L'Obs

La grande tristesse des intellectu­els de gauche

Le quinquenna­t de Hollande les a déçus, et la primaire du PS ne les intéresse guère : à l’approche de la présidenti­elle, les penseurs et chercheurs préfèrent “passer leur tour”. Au risque de laisser les candidats aux mains des experts ?

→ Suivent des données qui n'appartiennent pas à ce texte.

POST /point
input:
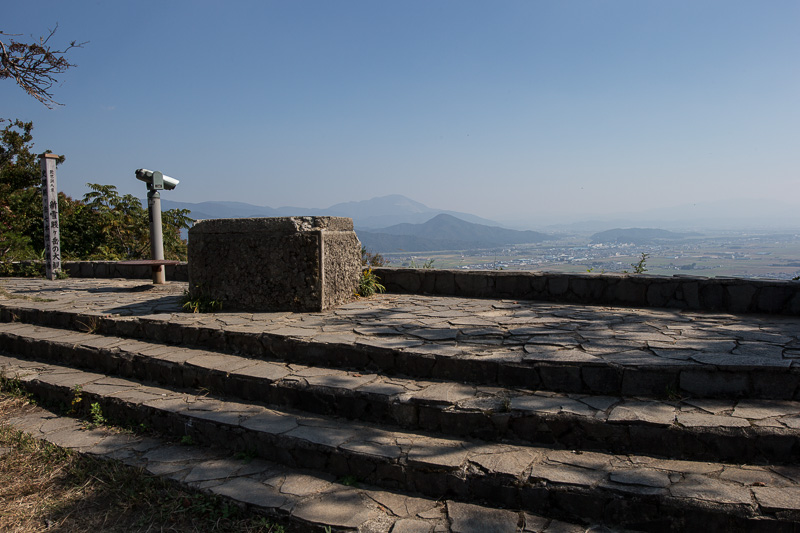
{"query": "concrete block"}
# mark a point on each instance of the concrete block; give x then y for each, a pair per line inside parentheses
(275, 264)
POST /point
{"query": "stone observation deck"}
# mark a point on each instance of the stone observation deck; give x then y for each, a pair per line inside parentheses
(452, 413)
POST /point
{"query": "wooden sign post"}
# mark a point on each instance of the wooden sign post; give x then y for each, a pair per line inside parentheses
(52, 236)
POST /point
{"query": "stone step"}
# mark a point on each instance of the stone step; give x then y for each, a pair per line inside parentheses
(723, 430)
(305, 500)
(631, 491)
(716, 361)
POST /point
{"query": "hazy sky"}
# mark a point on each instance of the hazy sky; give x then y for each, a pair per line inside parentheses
(498, 108)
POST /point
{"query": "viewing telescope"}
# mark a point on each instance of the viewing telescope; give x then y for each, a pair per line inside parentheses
(156, 180)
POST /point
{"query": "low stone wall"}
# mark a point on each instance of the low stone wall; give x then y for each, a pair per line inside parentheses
(732, 295)
(275, 264)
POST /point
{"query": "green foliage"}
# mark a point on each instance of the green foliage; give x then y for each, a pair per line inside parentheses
(77, 398)
(369, 284)
(200, 304)
(13, 387)
(96, 413)
(103, 226)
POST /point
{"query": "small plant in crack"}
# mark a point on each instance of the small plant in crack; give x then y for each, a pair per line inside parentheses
(96, 413)
(349, 481)
(77, 398)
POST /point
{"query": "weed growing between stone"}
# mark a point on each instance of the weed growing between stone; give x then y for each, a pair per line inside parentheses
(369, 284)
(200, 304)
(44, 487)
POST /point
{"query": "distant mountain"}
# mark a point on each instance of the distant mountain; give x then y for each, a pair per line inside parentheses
(444, 232)
(378, 212)
(639, 235)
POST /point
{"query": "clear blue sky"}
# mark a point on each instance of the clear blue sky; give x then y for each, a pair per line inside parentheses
(501, 108)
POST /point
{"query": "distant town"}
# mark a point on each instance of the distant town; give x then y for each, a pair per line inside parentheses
(773, 256)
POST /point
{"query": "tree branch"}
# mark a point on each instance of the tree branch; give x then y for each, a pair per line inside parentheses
(34, 66)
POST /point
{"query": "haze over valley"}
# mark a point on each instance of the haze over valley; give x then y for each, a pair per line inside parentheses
(409, 233)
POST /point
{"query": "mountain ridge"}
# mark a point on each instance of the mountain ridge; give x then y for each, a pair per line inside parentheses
(377, 212)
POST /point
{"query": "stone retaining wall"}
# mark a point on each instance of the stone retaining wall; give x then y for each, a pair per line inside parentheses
(734, 295)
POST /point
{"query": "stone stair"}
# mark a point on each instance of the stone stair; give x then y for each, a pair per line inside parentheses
(562, 440)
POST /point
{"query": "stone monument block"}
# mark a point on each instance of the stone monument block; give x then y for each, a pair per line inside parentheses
(275, 264)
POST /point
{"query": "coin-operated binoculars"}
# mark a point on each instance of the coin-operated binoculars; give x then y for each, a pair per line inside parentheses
(156, 181)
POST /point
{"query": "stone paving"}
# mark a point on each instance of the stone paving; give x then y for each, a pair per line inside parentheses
(300, 497)
(509, 372)
(698, 428)
(539, 480)
(508, 330)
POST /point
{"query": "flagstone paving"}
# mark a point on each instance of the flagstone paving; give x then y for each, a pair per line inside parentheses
(499, 410)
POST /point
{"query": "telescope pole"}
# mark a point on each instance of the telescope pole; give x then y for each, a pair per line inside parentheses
(156, 236)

- Par ÉRIC AESCHIMANN, XAVIER DE LA PORTE, PASCAL RICHÉ et VÉRONIQUE RADIER

Une semaine avant la volte-face de François Hollande, un grand historien a reçu un étrange coup de téléphone. Au bout du fil, Vincent Feltesse, conseiller politique du chef de l’Etat. C’est lui qui, ces deux dernières années, s’est occupé pour lui d’organiser des « déjeuners d’intellos » à l’Elysée. Quel est l’objet de son coup de fil? « Le président va se représente­r, voulez-vous participer à l’aventure ? », explique Vincent Feltesse à son interlocut­eur. Avant de glisser, à la façon d’un homme de main qui monte un coup audacieux pour son patron : « Certes, ce n’est pas gagné, mais la rétributio­n sera à la hauteur des risques encourus. »

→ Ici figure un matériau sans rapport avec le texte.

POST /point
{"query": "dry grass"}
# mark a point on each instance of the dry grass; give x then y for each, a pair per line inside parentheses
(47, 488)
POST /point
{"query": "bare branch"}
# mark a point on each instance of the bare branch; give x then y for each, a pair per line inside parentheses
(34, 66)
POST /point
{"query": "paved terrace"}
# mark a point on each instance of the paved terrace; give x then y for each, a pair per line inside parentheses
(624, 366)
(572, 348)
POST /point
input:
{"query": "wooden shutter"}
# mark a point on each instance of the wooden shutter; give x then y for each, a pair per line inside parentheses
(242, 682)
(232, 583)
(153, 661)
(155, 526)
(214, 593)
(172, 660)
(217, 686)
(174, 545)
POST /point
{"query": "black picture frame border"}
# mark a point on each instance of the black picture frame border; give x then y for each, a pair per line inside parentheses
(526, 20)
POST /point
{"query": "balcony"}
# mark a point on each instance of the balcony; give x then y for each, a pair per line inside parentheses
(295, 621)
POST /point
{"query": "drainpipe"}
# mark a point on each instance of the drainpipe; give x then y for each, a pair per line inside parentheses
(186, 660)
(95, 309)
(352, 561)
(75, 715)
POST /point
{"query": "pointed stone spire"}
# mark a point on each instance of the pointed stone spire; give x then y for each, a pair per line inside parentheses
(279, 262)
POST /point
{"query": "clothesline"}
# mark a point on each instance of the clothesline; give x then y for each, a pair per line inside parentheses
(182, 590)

La politique a toujours comporté un versant cynique, qui se complaît à utiliser les grandes

idées comme de jolis hochets. Platon, déjà, en fit les frais quand Denys de Syracuse l’appela à ses côtés… avant de le jeter en prison. Nous n’en sommes plus là. Mais, au terme de cinq années de mandat, le pouvoir socialiste manifeste une conception assez effarante de ses relations avec le monde intellectu­el. « Nous sommes bons à mettre sur l’estrade pour faire joli », résume le philosophe Marcel Gauchet.

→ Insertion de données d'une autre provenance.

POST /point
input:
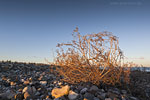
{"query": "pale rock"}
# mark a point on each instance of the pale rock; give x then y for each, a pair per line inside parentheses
(27, 95)
(43, 82)
(94, 88)
(72, 95)
(83, 90)
(29, 89)
(58, 92)
(108, 99)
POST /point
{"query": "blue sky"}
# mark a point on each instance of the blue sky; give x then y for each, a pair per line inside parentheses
(31, 29)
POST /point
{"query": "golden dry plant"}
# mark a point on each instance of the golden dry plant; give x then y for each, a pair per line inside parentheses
(92, 58)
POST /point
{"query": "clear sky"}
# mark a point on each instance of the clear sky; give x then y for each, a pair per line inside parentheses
(31, 29)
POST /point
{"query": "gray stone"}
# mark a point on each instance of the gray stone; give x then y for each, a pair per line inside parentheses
(95, 98)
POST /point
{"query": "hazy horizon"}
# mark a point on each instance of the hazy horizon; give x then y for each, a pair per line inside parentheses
(31, 29)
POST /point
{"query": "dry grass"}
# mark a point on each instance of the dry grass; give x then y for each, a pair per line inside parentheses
(92, 58)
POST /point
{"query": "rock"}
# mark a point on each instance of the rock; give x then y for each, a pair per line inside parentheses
(43, 82)
(83, 90)
(37, 93)
(112, 95)
(88, 96)
(108, 99)
(94, 88)
(72, 95)
(29, 89)
(133, 98)
(102, 96)
(58, 92)
(27, 95)
(12, 83)
(123, 91)
(95, 98)
(19, 96)
(7, 95)
(26, 82)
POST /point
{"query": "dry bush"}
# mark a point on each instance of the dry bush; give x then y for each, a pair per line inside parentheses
(91, 58)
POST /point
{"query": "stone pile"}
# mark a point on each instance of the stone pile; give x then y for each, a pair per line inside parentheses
(21, 81)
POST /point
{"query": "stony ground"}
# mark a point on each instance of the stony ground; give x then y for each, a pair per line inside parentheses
(21, 81)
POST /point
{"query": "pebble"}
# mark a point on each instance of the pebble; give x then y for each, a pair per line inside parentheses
(22, 81)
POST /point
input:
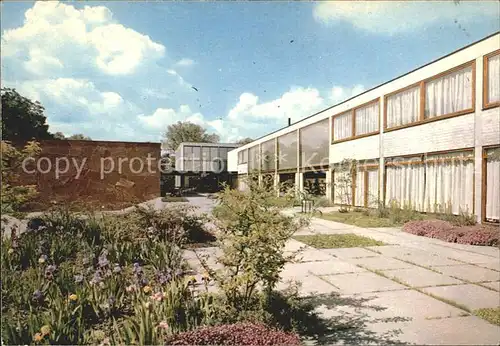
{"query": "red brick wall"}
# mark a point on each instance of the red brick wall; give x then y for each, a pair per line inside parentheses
(100, 179)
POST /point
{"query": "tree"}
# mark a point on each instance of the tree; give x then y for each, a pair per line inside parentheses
(22, 119)
(185, 131)
(244, 141)
(80, 137)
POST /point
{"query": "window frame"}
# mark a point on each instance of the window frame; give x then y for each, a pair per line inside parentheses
(486, 103)
(422, 84)
(353, 119)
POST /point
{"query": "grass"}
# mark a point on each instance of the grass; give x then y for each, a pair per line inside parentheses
(358, 219)
(491, 315)
(174, 199)
(333, 241)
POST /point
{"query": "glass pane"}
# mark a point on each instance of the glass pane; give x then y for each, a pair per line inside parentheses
(197, 153)
(268, 162)
(214, 153)
(287, 151)
(315, 144)
(188, 152)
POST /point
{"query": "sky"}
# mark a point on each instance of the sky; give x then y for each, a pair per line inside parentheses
(124, 71)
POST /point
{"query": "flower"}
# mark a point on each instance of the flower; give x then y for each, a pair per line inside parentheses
(163, 325)
(37, 337)
(45, 330)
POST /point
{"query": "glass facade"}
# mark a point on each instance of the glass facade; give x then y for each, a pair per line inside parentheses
(204, 158)
(287, 151)
(268, 159)
(315, 144)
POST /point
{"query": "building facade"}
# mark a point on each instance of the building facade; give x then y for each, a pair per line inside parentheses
(429, 139)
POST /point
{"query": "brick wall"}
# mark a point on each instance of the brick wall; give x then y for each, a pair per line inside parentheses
(97, 171)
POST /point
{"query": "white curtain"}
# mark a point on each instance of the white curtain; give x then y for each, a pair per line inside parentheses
(493, 184)
(367, 119)
(449, 184)
(372, 188)
(359, 198)
(342, 126)
(404, 107)
(449, 94)
(405, 184)
(494, 78)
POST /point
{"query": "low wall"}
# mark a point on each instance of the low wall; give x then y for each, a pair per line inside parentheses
(94, 171)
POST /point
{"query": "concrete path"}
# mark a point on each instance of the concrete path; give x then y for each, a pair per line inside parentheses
(412, 290)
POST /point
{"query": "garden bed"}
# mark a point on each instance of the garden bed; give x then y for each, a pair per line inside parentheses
(485, 235)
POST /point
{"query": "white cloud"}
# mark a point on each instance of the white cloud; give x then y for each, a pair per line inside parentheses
(389, 17)
(185, 62)
(55, 35)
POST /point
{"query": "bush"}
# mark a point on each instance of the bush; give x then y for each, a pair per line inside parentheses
(235, 334)
(444, 230)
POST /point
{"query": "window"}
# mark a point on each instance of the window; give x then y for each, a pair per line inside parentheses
(268, 159)
(315, 144)
(403, 107)
(342, 126)
(367, 119)
(491, 190)
(360, 121)
(449, 94)
(405, 183)
(287, 151)
(491, 82)
(449, 183)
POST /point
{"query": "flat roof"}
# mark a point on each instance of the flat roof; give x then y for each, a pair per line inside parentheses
(377, 86)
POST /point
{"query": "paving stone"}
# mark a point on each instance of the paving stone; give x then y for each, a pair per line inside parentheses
(467, 330)
(420, 277)
(312, 256)
(472, 296)
(380, 263)
(402, 303)
(362, 282)
(428, 260)
(352, 252)
(494, 285)
(470, 273)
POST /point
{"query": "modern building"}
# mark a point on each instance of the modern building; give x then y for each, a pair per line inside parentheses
(203, 165)
(429, 138)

Et, justement, le temps des estrades est revenu. La gauche bat la campagne, de Jean-Luc Mélenchon, parti le premier voici un an avec ses « Insoumis », à la « fusée » Macron, qui remplit les salles, en passant par la primaire de la gauche, cette « Belle Alliance » et ses aspirants candidats en quête d’investitur­e. Voilà qui devrait être un formidable accélérate­ur pour la circulatio­n des idées, leur transforma­tion en mesures concrètes, en slogans, en mots d’ordre qui rallient les foules. Et en effet, dans le magma des petites phrases, une nouvelle idée a réussi à se frayer un chemin : celle du revenu universel, défendue par un nombre grandissan­t d’intellectu­els. C’est en s’en faisant le porte-parole que Benoît Hamon a pu s’imposer dans la compétitio­n. Signe rassurant que, contrairem­ent à ce que prétendent les pseudoexpe­rts en communicat­ion politique, les idées restent le seul, le vrai carburant de la vie politique !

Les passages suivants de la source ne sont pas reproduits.